The general dislike of critics for the movie is a little harder to fathom, though it is true to say that they, and indeed all of us who continue to go to movies and buy CDs and watch TV, are more or less complicit in the entertainment business’s self-interested sexualization of childhood. Our defensiveness about it contrasts interestingly with Humbert’s guilt when, in narrative voiceover, he describes the night of his first sexual experience with Lolita at the Enchanted Hunter Hotel by saying of his stroll while Lolita got into bed, “I was completely happy. My only regret was that I did not deposit key number 342 at the desk, leave the hotel, the town, the country and the planet that night.” Later, as he sat with her in the car, he reflects that “It was as if I were sitting with the small ghost of somebody I’d just killed.”
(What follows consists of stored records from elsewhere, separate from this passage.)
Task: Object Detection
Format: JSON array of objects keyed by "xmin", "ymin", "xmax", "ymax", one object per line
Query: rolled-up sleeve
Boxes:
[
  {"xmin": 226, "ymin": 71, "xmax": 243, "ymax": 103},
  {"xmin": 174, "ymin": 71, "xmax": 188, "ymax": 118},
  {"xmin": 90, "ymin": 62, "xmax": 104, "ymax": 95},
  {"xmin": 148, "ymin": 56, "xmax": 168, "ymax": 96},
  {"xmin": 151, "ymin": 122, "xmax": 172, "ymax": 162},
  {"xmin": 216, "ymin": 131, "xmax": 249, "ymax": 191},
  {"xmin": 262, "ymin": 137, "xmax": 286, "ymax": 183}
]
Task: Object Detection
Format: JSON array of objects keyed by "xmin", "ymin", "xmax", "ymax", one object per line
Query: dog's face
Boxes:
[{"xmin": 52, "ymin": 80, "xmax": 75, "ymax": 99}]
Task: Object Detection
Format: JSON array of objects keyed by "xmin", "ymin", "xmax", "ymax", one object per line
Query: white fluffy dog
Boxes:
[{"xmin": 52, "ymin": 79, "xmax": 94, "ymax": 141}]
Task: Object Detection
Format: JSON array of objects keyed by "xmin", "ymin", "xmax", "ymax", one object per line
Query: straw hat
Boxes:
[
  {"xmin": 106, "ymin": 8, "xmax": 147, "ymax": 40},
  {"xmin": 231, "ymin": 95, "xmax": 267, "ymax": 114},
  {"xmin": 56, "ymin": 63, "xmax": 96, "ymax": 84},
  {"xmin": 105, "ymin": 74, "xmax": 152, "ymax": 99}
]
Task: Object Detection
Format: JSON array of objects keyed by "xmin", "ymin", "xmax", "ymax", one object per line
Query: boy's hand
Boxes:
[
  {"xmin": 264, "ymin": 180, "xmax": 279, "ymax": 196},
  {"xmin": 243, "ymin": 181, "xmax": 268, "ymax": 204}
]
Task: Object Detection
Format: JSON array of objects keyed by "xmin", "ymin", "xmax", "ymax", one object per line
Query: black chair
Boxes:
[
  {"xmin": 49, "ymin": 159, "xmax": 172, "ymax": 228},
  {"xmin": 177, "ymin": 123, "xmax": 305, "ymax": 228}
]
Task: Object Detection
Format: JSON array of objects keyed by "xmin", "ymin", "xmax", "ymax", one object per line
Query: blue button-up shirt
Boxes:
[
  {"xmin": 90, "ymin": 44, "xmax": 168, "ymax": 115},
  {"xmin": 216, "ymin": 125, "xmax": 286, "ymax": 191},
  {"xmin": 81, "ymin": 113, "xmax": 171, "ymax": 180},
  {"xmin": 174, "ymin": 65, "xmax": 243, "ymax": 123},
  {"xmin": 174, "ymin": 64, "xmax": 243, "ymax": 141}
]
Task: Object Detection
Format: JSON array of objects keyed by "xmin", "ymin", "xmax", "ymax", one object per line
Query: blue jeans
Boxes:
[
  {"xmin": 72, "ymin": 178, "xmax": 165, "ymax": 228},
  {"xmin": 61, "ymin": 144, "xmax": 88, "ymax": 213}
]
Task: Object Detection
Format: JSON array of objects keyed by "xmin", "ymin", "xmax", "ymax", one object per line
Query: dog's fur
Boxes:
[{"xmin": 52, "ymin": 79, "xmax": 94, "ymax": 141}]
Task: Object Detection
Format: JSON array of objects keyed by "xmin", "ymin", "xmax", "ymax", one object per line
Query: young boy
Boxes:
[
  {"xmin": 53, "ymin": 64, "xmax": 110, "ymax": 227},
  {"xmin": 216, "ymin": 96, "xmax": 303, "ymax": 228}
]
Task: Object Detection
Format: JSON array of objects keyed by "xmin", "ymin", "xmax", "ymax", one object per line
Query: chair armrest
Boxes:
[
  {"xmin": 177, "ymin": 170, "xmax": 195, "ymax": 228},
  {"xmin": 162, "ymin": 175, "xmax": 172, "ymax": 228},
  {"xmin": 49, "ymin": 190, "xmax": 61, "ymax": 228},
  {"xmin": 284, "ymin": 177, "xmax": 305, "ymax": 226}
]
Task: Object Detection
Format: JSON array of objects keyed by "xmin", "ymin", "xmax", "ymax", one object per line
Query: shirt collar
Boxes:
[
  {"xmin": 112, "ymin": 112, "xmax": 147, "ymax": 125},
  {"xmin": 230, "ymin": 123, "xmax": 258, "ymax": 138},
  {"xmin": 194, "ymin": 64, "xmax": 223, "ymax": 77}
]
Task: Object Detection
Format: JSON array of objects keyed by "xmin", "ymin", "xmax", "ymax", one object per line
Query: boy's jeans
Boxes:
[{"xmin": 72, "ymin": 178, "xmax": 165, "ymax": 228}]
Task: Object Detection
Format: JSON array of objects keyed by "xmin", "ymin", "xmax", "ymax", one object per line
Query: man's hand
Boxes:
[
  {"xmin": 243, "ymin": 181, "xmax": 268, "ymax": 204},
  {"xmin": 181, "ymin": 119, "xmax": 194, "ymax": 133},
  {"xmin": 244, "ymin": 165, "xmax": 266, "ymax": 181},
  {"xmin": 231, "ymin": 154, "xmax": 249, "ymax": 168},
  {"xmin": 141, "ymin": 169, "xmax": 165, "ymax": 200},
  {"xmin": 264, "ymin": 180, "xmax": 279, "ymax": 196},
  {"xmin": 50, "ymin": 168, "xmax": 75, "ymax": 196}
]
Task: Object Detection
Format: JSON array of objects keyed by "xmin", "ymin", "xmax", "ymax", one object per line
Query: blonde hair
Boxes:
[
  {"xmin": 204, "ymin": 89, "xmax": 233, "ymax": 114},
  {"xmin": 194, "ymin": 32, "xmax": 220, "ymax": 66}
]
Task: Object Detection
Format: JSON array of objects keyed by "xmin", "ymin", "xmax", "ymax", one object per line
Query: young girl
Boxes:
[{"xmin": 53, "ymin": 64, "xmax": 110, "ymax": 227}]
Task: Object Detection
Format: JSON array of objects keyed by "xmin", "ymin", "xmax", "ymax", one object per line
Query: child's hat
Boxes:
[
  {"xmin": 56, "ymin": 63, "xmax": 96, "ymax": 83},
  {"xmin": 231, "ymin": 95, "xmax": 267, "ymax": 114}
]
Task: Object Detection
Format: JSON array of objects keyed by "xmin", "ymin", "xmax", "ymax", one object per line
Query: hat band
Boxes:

If we have the imaginative capacity to feel sympathy for such guilt, I do not see how it is possible not to acknowledge our own share in the general loosening of disciplinary standards that made his sin possible. Nabokov sometimes tempted us to see Humbert as a case history, a sicko whose idiosyncratically twisted psyche could be contemplated as something apart from ourselves, a curiosity. It let us off the hook. Lyne, though he includes a perfunctory passage on the theory of the “nymphet” and the episode from Humbert’s childhood which is supposed to have imprinted his perversion on him, is much more successful at presenting his fallen hero as Everyman—and his sad little victim as Everyteen, whose innocence is a perpetual sacrifice to the gods of our still largely unquestioned sexual revolution.